# Cold Smoked Jerky



## uncle eddie (Mar 29, 2018)

I never really had the will to make 100% smoked jerky in my MES40, but I will eat all you give to me.  I always make my jerky in an Open Country forced air dehydrator.

My last batch was eye of round and I took a 1/3 of it and loaded up a cookie cooling tray and popped it in my MES40 with a little hickory in my AMNPS to try to cold smoke my finished jerky.  It was 50F outside when I did this and I made chewy-jerky for this batch in my Open Country dehydrator (as opposed to crunchier drier jerky)  An hour and a half in the smoke later, the results were pretty good...I actually think maybe an hour of smoke might be better.

We'll check it again in the morning and I will get the families opinion this weekend.

Loaded up and ready to smoke







Thin blue smoke






After smoking and two samples tested


----------



## Rings Я Us (Mar 29, 2018)

I love smoker eye of round jerky.  Im making some right now on my ECB/w Gen.1


----------



## motocrash (Mar 29, 2018)

Good looking stuff:)


----------



## motocrash (Mar 29, 2018)

Saw this on the site.Great one!


----------



## motocrash (Mar 29, 2018)

Sorry about the above post.It wasn't meant for here.


----------



## SmokinAl (Mar 30, 2018)

Looks real good!
Al


----------



## SmokinAl (Mar 30, 2018)

Looks real good!
Al


----------



## uncle eddie (Mar 30, 2018)

End Result: I am hooked on cold smoked dehydrator-made jerky now.  It tastes about the same as 100% smoked jerky with the added convenience of using the forced air dehydrator to make the jerky easily.  Since it is made with cure and marinate, I am sure I can "cold" smoke the finished dehydrator jerky through the summer as well.


----------



## Steve H (Mar 31, 2018)

Does look good. I may need to dig out my dehydrator and give that a try.


----------



## nanuk (Apr 15, 2018)

So, just to be clear, you dry it first, THEN smoke it for an hour?


----------



## SonnyE (Apr 18, 2018)

motocrash said:


> Saw this on the site.Great one!



If you own a Tesla, and it breeds with a Prius, the offspring would be an Edison if male, or a Ge if a Female. :rolleyes:


----------



## uncle eddie (Apr 18, 2018)

nanuk said:


> So, just to be clear, you dry it first, THEN smoke it for an hour?

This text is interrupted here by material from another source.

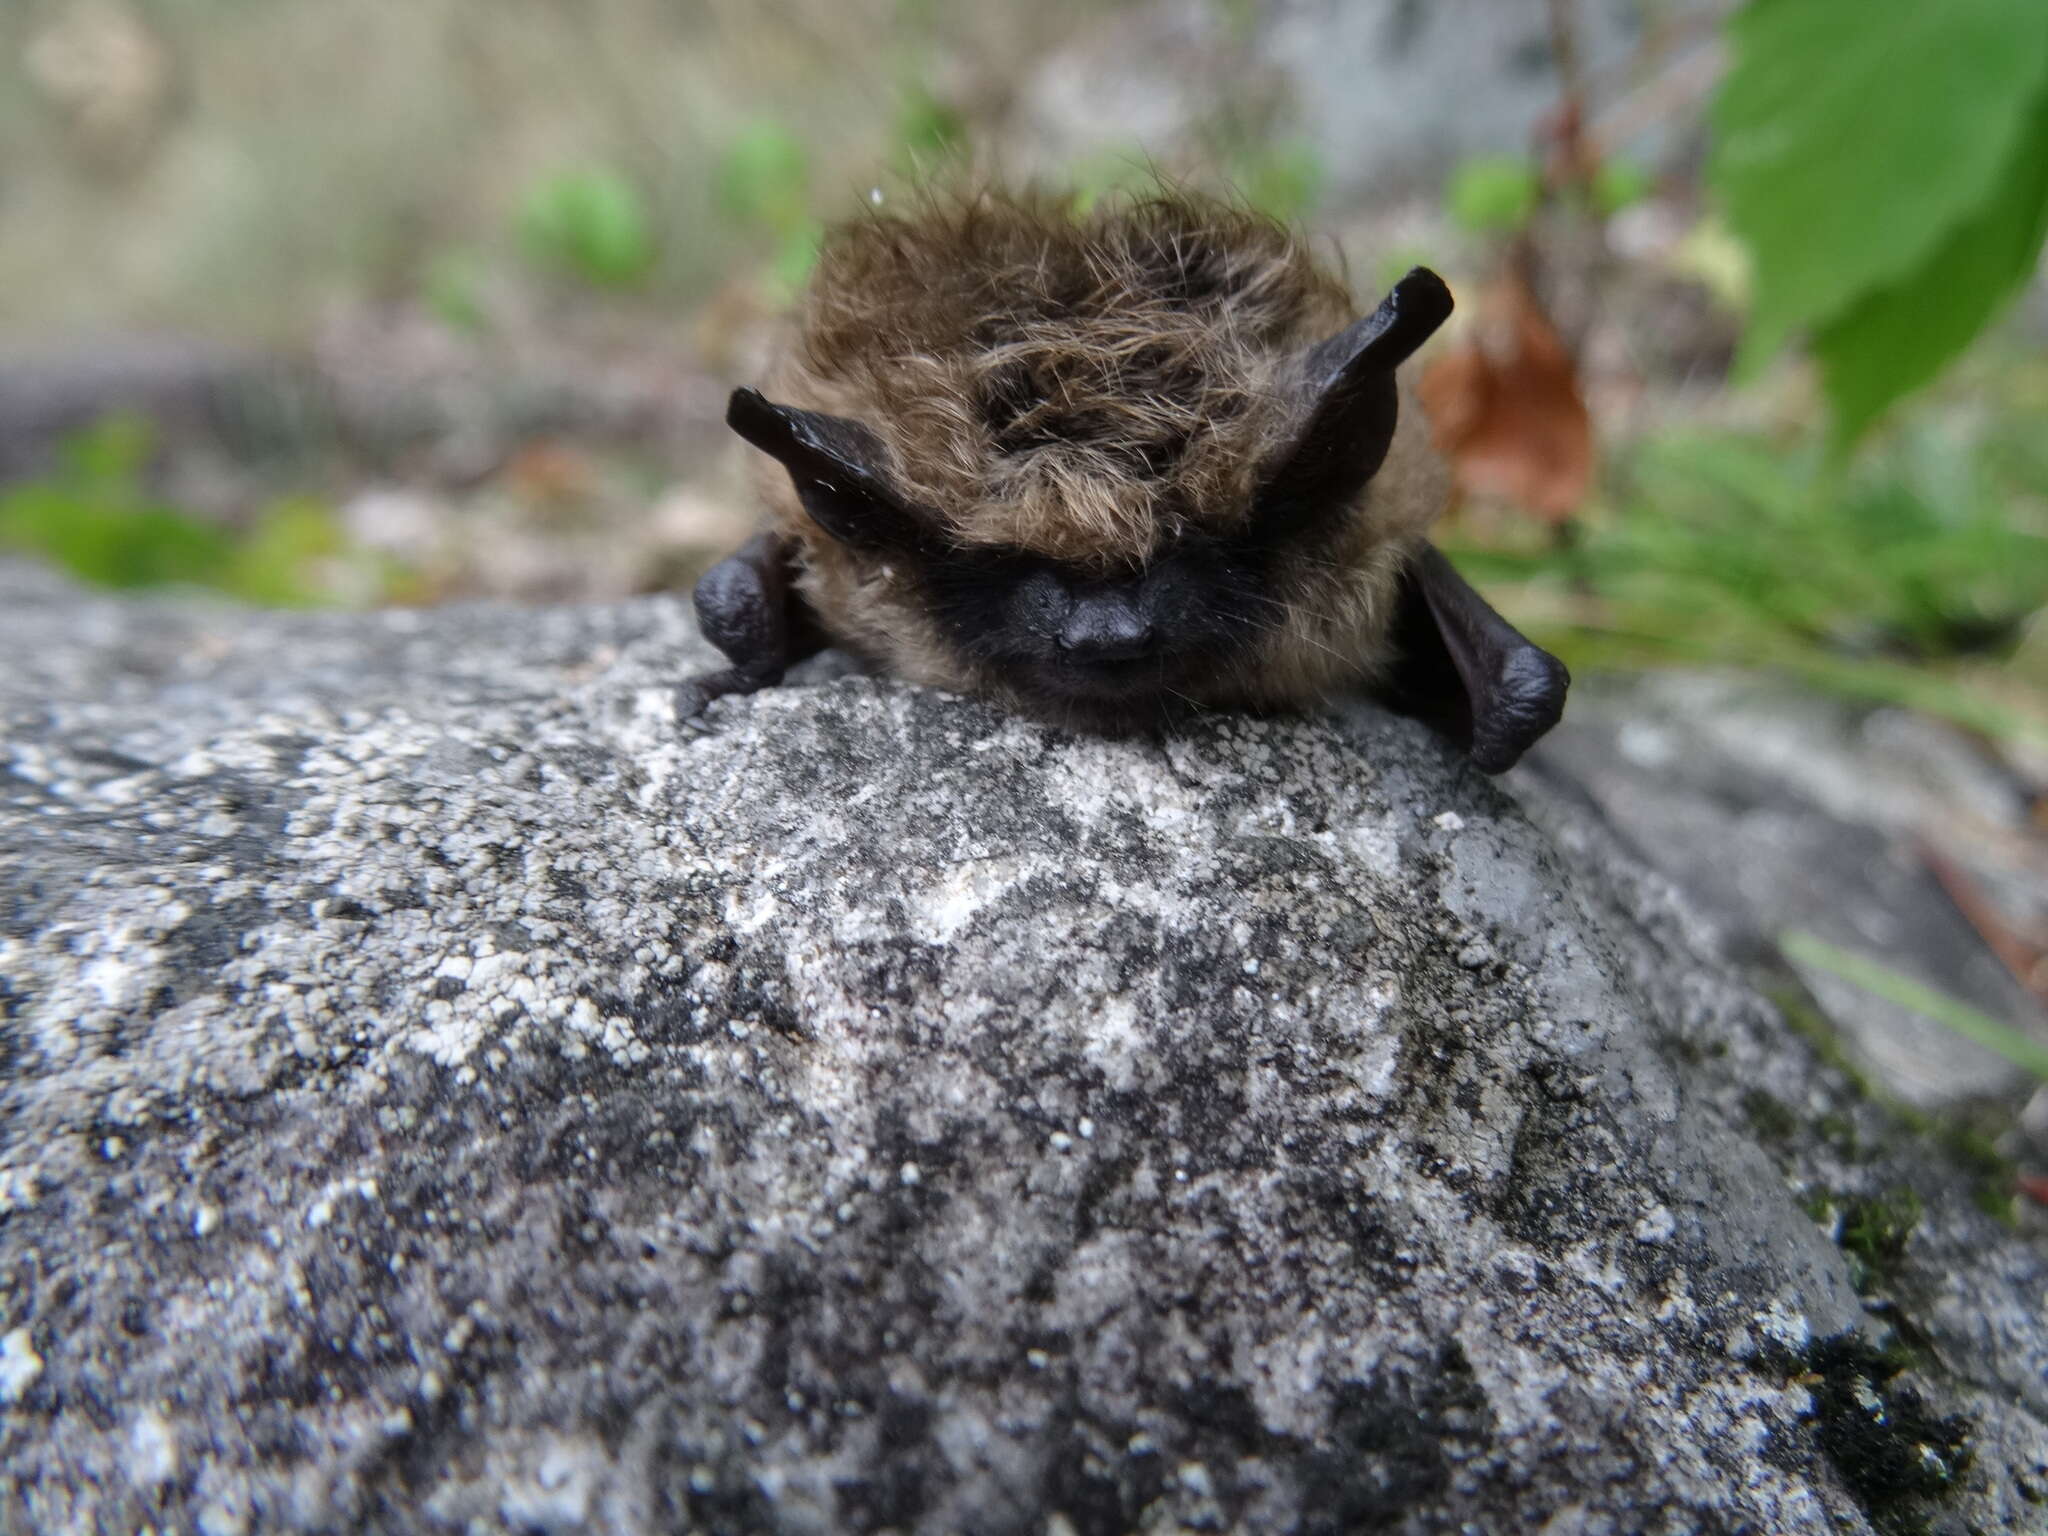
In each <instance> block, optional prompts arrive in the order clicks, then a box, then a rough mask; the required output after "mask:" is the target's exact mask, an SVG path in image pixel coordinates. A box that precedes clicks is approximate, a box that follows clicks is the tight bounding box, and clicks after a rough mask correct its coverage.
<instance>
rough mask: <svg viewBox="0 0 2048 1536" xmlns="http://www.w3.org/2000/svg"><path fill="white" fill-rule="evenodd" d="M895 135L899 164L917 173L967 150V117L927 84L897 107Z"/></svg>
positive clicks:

Correct...make the jerky as normal.  Then I put it in the smoker (no heat) and use my AMNPS to smoke it.


----------



## nanuk (Apr 18, 2018)

I recently purchased a dehydrator and a MES clone.
Ima trying this when the snow melts!


----------



## SonnyE (Apr 19, 2018)

uncle eddie said:


> Correct...make the jerky as normal.  Then I put it in the smoker (no heat) and use my AMNPS to smoke it.



I'll Tri it that way. But I've always smoked, then dried.


----------



## mlrtym44 (Apr 25, 2018)

I need to try smoking my jerky.  never did it.  anyone try smoking before the marinate?  just curious what the difference might be.


----------